During the period of existence of the observatory a huge collection of geophysical data has been collected. The KMIO archive has available 24-hour measurements: variations of the T, H, Z, D, I component of the geomagnetic field and K perturbation indices since 1925, hourly values ​​and daily altitude graphs on 14 parameters of the ionosphere since 1969, EMR intensity from 1973, the intensity of the neutron component of cosmic rays since 1975, the latitudinal-longitudinal components of the ETP since 1981, the slopes of the earth's surface since 1972. Since 2010, measurements have been taken on the global positioning - GPS

The team of the observatory organized special expeditions to the epicentral zones of Alai-1974, Gazli-1976 and 1984, Isfara-Batken-1977, Tavaksai-1977, Nazarbek-1980, Chimon-1982, Papal-1984 , Kairakkum-1985, Spitak-1988 earthquake. The observatory participated in dozens of international and All-Union experiments on the problem of planetary geophysics: the International Geophysical Year since 1957, the Year of Active Sun since 1969, the Year of Calm Sun since 1974, MASSA since 1984, SSMGE since 1989, SANDILE since 1990 and others.
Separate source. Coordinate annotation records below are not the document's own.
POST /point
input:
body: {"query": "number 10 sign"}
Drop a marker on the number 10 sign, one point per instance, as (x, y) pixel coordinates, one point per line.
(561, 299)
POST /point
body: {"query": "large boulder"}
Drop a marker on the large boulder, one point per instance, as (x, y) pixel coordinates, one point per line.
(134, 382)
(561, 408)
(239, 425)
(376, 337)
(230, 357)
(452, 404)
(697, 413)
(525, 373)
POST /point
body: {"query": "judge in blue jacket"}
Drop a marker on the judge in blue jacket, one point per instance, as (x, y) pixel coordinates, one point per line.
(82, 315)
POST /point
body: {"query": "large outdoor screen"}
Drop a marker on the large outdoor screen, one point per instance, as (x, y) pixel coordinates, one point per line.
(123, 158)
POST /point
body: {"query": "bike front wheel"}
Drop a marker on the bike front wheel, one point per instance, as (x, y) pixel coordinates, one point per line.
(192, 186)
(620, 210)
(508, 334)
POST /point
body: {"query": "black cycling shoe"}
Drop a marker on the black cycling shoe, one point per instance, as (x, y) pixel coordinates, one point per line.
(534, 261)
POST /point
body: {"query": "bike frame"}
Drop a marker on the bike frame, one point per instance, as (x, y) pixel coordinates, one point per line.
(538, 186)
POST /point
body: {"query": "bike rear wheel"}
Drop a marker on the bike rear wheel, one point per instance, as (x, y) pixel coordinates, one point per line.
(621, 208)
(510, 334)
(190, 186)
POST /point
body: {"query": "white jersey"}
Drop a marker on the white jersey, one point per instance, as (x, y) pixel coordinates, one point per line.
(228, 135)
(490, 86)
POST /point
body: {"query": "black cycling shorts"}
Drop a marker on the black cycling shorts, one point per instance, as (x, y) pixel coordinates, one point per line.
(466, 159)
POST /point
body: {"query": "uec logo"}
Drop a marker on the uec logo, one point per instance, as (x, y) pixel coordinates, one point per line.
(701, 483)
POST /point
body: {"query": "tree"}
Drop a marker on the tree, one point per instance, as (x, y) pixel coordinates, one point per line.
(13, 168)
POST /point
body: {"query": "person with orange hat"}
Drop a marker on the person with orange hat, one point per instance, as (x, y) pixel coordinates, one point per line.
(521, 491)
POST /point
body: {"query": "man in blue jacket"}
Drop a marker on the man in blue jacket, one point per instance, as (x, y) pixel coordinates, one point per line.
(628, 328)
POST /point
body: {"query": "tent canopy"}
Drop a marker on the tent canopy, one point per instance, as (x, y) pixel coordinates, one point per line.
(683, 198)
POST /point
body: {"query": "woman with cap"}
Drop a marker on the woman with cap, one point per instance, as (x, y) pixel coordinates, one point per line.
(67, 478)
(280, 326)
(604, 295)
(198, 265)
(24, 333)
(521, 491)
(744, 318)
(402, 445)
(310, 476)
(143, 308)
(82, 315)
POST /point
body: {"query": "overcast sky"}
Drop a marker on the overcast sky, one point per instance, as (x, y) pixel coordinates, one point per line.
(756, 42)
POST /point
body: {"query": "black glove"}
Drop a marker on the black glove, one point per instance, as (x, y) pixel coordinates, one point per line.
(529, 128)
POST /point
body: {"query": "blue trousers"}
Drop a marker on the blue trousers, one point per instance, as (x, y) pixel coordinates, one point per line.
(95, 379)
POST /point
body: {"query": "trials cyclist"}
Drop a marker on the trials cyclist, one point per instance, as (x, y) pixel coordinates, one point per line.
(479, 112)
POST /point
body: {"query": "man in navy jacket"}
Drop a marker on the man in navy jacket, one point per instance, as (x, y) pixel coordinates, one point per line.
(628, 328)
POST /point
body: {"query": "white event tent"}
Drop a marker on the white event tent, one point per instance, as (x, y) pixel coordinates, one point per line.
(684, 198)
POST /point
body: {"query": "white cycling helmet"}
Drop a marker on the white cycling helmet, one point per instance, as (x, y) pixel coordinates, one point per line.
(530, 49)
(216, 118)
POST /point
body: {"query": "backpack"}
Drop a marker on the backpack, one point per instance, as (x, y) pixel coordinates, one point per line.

According to the materials of the observatory, several hundreds of scientific articles, reports and four monographs were written, nine candidate and three doctoral dissertations were defended. It is difficult to overestimate the contribution of the staff of the MG Observatory. Ancelevich, L.E. Zarochentseva, M.N. Kuznetsova, E.B. Berdalieva, M.I. Kuznetsova, R.A. Zarochentseva, V.L. Saveliev and others in the development of the observatory. With their dedication, hard work and enthusiasm, they advanced the scientific level of geophysical research.
At this stage, the observatory is being upgraded with modern automated digital equipment in all areas of research.
For the near future, a priority area of ​​research is the creation of a methodology and a system for monitoring changes in the stress-strain state of the earth's crust, identifying the most critical areas with predictive estimates of the probability of an earthquake in the medium and short term.
Currently, the observatory operates in the form of a Unique Scientific Object (since 2003) and has a typical production complex (2 technical buildings, 5 magnetic pavilions and auxiliary facilities) with autonomous life support systems. Equipped with vertical sounding installations of the ionosphere of type AIS, 4 component magnetovarization stations with photo oscillographic recording, digital magnetovariational station like Kvarts-Zem, proton - precision magnetometers, station for measuring the intensity of cosmic rays.